Reading in : GSM2572161_LMTR1414T0.CEL
> help = rma(rawdata)
Background correcting
Normalizing
Calculating Expression

It is here that I'm not sure what to do with the expression set. I feel that it might be obvious but I genuinely could not find what to do. The documentation confused me more. The result I want is the same as what occurs with the affy package, a raw count matrix with gene id's per row and counts down columns.

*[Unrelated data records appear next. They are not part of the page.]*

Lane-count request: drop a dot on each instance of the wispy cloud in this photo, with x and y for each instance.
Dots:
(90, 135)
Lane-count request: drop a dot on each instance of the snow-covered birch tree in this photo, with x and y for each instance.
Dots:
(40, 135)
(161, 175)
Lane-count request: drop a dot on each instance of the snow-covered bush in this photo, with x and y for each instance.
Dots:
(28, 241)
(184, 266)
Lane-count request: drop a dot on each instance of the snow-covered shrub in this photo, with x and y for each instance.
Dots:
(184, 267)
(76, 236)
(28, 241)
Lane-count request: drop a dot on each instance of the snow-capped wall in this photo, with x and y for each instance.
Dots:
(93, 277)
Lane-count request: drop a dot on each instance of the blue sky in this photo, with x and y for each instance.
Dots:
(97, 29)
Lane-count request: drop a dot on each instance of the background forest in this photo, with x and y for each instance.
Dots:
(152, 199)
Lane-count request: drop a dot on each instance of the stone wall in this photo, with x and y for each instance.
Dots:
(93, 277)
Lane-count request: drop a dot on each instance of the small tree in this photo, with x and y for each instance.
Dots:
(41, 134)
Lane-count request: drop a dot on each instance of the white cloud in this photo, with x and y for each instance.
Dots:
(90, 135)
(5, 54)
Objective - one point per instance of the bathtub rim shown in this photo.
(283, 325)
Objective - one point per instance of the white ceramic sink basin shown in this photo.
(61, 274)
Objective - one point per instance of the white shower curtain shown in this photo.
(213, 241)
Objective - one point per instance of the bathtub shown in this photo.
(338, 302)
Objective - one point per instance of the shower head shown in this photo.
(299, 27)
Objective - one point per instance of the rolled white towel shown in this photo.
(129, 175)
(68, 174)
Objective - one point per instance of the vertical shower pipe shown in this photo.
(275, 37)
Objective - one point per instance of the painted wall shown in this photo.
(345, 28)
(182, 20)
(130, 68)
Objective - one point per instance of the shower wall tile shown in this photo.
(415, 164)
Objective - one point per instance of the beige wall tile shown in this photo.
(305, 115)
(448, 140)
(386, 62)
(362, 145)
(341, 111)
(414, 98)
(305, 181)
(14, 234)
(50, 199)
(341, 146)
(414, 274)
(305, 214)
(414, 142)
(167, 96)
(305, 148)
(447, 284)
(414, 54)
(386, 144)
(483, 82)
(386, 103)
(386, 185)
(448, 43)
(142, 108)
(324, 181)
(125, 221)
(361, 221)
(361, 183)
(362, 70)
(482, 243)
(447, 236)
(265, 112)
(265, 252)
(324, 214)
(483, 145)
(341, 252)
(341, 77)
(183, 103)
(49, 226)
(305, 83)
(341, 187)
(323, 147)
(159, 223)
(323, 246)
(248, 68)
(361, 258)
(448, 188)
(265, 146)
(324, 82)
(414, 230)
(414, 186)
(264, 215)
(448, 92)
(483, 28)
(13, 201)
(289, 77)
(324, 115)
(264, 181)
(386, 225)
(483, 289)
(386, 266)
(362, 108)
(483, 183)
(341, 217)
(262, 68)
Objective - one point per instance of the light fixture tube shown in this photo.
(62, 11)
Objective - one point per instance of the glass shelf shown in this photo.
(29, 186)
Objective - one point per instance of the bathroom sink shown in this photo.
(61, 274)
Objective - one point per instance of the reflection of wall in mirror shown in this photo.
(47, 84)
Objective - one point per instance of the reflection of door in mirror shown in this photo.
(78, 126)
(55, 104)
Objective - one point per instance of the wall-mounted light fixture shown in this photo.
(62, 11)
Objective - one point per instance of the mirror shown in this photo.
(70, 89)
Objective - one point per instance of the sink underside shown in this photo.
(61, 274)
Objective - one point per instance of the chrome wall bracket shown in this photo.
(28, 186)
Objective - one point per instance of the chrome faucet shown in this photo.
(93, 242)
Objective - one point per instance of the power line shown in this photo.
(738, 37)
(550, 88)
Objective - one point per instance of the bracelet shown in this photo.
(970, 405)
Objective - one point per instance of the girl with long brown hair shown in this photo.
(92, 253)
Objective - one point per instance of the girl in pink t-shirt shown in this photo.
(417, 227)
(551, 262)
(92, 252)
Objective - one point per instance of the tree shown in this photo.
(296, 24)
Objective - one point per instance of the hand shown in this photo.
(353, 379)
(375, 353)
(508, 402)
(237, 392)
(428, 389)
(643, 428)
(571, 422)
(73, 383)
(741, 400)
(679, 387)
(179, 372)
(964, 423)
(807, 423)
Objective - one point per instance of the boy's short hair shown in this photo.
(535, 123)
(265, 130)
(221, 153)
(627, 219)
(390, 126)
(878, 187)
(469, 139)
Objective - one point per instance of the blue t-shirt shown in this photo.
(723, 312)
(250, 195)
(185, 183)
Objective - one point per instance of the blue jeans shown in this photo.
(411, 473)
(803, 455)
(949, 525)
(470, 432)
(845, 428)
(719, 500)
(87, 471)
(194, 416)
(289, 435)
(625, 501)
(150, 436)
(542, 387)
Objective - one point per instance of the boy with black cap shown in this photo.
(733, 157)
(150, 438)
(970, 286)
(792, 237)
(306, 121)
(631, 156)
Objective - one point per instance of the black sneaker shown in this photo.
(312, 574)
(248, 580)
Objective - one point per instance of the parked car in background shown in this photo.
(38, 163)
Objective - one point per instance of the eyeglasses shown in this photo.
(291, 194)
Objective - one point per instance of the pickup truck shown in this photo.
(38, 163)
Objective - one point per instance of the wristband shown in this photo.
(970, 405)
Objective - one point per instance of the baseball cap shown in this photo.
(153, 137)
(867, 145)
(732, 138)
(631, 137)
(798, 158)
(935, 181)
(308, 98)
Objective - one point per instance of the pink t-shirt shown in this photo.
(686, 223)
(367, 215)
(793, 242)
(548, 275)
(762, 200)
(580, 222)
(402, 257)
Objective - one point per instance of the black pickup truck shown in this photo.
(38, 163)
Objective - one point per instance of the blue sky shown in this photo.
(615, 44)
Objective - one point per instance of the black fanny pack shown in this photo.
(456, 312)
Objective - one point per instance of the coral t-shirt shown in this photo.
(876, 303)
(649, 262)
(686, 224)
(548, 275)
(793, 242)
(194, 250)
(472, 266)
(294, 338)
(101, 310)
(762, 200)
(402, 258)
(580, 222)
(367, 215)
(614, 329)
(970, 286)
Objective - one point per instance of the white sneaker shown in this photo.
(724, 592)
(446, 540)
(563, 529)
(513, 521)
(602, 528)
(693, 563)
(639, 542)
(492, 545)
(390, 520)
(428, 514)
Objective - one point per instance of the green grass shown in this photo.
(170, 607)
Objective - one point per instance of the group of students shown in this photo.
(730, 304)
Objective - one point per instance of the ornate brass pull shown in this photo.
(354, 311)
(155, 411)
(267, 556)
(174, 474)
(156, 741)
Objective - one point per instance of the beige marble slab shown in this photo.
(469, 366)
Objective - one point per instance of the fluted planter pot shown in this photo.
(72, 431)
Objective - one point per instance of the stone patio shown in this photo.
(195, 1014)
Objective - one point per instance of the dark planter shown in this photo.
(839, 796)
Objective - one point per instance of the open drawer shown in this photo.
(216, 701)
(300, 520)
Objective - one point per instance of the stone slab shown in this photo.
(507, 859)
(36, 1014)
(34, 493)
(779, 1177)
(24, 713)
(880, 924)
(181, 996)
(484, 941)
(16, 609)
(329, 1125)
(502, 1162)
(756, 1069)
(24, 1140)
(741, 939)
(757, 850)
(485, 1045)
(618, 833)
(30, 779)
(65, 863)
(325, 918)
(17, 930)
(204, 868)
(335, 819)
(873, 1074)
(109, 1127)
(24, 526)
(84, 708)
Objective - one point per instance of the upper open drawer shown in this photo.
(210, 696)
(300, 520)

example of affy conversion:
GSM397303.CEL   GSM397304.CEL   GSM397307.CEL   GSM397308.CEL   GSM397311.CEL   GSM397312.CEL
1007_s_at   149.9375298 129.9978191 122.7255732 140.9597272 111.5337299 118.2913423
1053_at 2382.145666 2514.313855 2543.690337 2176.61948  2664.961451 2276.169195
117_at  106.0720674 113.4188407 107.8063683 201.4040755 116.231378  145.2329151
121_at  444.0947983 467.1769612 378.3758104 380.3314096 422.2909195 355.5245813

But I cannot find out how to convert this data properly. Writing it to csv directly splits the data along the columns in chaotic manner and returns processed data. Is there a way to keep the raw counts from CEL and just have the package convert it to txt or csv?

Thanks!

oligoData DataImport oligo RNASeqData convert • 1.1k views

ADD COMMENT • link updated 16 months ago by James W. MacDonald 67k • written 16 months ago by rodj5201 • 0

score 2 · Accepted Answer · 2023-07-06

When you do

help = rma(rawdata)

Which by the way is a poor choice for a variable name, you are doing the same thing as you would have done with the affy package. You can get the data matrix using the exprs function, just as you would have done with the affy package.

But do note that this matrix is not a 'raw count matrix'! This is not RNA-Seq, it's a microarray, and the rma function is background correcting, normalizing, and summarizing the raw data. What you have there are summarized data that you can then use to make comparisons.

There is also no profit in exporting these data, as the ExpressionFeatureSet you have created (your 'help' object) is ready for analysis using the limma package, which has its own very extensive vignette that you should peruse.